Day patients or out-patients may qualify for full or partial exemption from charges on income grounds. If patients are in receipt of Income Support, Disability Working Allowance, Family Credit or Income-based Jobseeker's Allowance, they will be entitled to wigs free of charge. People who are not automatically exempt from charges may claim help with health costs through the NHS Low Income Scheme. We have no current plans to review these arrangements.
Mr. Gordon Prentice: To ask the Secretary of State for Health what steps he is taking to remind hospital doctors of the necessity of washing their hands after examining patients. [80047]

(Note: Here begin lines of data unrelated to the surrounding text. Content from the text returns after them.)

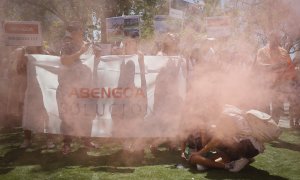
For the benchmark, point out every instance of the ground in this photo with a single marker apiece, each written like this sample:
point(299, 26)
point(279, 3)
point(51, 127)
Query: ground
point(281, 160)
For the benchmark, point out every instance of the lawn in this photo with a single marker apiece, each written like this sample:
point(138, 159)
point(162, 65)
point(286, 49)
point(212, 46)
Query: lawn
point(281, 160)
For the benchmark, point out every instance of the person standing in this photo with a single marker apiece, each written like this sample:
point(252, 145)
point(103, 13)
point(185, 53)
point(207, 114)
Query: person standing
point(76, 119)
point(277, 70)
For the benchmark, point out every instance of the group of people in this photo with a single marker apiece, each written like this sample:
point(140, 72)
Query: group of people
point(227, 140)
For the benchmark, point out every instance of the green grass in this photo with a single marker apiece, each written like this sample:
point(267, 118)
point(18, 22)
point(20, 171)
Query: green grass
point(281, 160)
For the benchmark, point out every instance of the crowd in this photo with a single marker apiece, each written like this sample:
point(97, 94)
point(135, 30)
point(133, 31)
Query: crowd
point(228, 138)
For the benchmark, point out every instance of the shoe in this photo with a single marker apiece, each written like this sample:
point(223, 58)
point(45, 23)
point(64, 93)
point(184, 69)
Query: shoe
point(239, 164)
point(200, 167)
point(50, 145)
point(91, 145)
point(66, 149)
point(26, 144)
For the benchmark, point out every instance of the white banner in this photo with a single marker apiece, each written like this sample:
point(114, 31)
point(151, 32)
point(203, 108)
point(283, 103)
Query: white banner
point(112, 98)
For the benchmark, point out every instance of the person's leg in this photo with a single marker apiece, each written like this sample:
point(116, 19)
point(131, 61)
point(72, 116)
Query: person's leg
point(50, 144)
point(67, 144)
point(197, 159)
point(88, 143)
point(27, 139)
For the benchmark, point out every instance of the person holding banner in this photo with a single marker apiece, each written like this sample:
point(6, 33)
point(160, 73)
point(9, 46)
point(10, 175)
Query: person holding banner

Ms Jowell: Health Circular 1999/049, which was issued to the National Health Service on 5 March this year, referred to and enclosed a copy of advice on handwashing produced by representatives of the relevant professional bodies. Copies of both the Health Circular and the advice are available in the Library.
Mr. Laurence Robertson: To ask the Secretary of State for Health what assessment he has made of the salaries paid to speech and language therapists in the NHS; who advises him on such salaries; what discussions he had with speech and language therapists before deciding on their pay settlement for 1999-2000; and if he will make a statement. [80049]
Mr. Denham: In deciding pay for National Health Service staff, the Government need to take account of fairness, affordability, the prevailing economic climate and recruitment and retention. We have offered a pay increase of 2.8 per cent. to most NHS staff in 1999-2000, plus additional increases for staff groups where there is evidence of recruitment and retention problems. Discussions with the representatives of speech and language therapists as with representatives of other staff groups are continuing.